A Redneck Defense of Dean June Chu’s First Amendment Rights

Yale Dean June Chu’s right to free, if offensive, speech trumps hurt feelings — and rednecks are tough enough to handle an academic’s silly insults.

Dean June ChuOn behalf of all fellow rednecks / white trash, if you believe in the First Amendment, then you should be defending Yale’s Dean June Chu from the PC Police at Yale.  Prof. Stephen Davis, commander of Yale’s Special Snowflake Unit, is in epic meltdown over Prof. Chu’s private speech.

Prof. Chu (PhD, Social Psychology, UC Davis) is the Dean of Yale’s Pierson College.  In that position, she “is responsible for advising about 500 students and fostering “a familiar, comfortable living environment” in keeping with the university’s residential college system. ”  Ironically she was known for promoting ‘cultural sensitivity.’

Ahhhh, but now we learn that when she left the politically correct confines of the Yale campus each day, out came Ms. Hyde.  Free of restraint, Dean Chu had, for years, let loose her acid tongue on Yelp reviews.

Before continuing, let me issue a TRIGGER WARNING for any of you out there that might need it.  We are about to read Dean Chu’s Yelp reviews.  If your mind balks at indelicate utterances and disparaging remarks about, let’s call them deplorables, . . . well, sack up, Buttercup.  This from the NY Post:

June Chu [posted to Yelp a number of] . . . reviews, which had been circulating among students for several months, after the Yale Daily News published screenshots on Saturday.
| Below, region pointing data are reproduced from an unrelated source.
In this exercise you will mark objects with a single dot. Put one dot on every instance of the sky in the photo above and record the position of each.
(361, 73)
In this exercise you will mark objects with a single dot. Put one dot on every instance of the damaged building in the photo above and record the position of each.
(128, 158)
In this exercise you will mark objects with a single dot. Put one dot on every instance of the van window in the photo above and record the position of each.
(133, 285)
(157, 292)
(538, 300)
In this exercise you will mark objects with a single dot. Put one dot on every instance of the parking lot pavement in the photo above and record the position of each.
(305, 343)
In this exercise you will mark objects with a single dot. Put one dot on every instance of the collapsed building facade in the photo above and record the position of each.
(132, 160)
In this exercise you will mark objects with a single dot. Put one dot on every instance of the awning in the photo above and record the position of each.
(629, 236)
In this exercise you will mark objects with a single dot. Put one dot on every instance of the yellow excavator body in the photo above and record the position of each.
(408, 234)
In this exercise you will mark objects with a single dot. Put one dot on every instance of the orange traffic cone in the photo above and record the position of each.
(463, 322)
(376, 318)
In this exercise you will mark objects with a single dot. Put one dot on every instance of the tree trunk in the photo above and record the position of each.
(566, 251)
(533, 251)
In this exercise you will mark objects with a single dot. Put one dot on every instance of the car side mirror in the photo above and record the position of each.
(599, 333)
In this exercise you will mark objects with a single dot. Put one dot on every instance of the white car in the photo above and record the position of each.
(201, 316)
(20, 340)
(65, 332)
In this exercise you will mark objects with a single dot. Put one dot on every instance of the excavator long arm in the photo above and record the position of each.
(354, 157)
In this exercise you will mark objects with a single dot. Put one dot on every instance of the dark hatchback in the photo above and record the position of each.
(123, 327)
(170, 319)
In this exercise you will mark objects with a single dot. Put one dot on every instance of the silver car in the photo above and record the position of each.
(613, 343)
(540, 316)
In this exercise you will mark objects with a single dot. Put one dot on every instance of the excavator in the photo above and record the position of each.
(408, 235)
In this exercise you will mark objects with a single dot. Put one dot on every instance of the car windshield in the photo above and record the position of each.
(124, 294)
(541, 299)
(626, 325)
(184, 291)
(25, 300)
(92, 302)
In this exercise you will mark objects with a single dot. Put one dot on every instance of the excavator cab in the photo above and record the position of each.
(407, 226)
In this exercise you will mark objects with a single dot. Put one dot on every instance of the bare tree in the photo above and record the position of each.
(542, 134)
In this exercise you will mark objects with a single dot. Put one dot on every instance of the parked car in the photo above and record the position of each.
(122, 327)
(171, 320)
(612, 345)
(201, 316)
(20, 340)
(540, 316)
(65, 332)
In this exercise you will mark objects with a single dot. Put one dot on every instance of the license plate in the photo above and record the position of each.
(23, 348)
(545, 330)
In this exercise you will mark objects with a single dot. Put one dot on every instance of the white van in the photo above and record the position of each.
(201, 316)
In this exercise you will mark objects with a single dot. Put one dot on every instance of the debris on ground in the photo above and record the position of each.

“To put it quite simply: If you are white trash, this is the perfect night out for you!” Chu wrote in one review of a Japanese restaurant. “This establishment is definitely not authentic by any stretch of any imagination and perfect for those low class folks who believe this is a real night out. Over salted and greasy food. Side note: employees are Chinese, not Japanese.”

Other reviews by Chu, who identified herself as a Chinese-American on the website, focused on her prowess to evaluate a Japanese rice cake as an authentic critic.

“Remember: I am Asian,” Chu wrote. “I know mochi. These are not good and overpriced. They are ice cream mochi which are small in size and easily become freezer burned if not stored well … I guess if you were a white person who has clue what mochi is, this would be fine for you.”

In another review of a movie theater, Chu called the employees there “barely educated morons trying to manage snack orders for the obese” while trying to do simple math.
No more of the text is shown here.